I’m in a very different headspace from last week: much more on show, with a need to be confident and concise, rather than in meetings where doubt and discussion is possible.

Structures of learning

For a couple of different partnerships, I also talked about the structures and processes of learning. I think this is really interesting and quite different from working with a senior leadership team about the idea of learning. It’s focussed on teams and individuals and is about the questions that influence them with a clear ‘so that’ at the end of it. “We answer this learning question so that we can do…”

Very different organisations are grappling with these same challenges, and I think we’re in a similar place at Renaisi.

Understanding

Since the death of George Floyd, we have had an ongoing conversation within Renaisi about a range of interconnected issues. Some of those conversations have been directly about the experience of black colleagues in and outside of work, some have been about all BAME experiences, and other have been about justice and equity within our organisation and work in general. At times they have supported each other well, and at times they have felt in tension.

What we have tried to do is to hold them together in a document and process that we’re calling ‘Embedding Change’, which is basically a plan for becoming the organisation that we want to be.

The biggest area of work that colleagues wanted to spend time on initially was around understanding. How do we practically increase our understanding of the different roles and people that exist within Renaisi, and how to question of race, identity, equity, and other things interact with that? It is my view that this will be the foundation for many other changes we want to make.

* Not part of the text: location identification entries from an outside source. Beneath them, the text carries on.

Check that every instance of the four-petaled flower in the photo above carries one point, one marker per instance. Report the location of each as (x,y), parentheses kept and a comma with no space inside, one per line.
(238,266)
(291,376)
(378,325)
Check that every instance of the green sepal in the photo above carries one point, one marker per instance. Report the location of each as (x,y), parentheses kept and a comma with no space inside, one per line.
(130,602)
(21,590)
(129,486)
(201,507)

Our ‘away’ day next week is going to be heavily focussed on understanding different roles, work and people. I also spoke with three colleagues about a new advocate role we’ve created, where team members create spaces to talk about a set of topics, and we work to share the outputs from that in a neutral way. All of this comes alongside a nice series of events that colleagues are organising for Black History Month, both organisation-wide and within teams.

One of our values is that we are curious. That has to be about each other, as well as our work.

Reading, listening and watching

I went to the Sainsbury Centre for the Visual Arts at UEA while in Norwich over the weekend. I was really taken aback by the quality of the collection. Although I did notice how white and male it was. Something I must admit I wouldn’t have thought about a few years ago.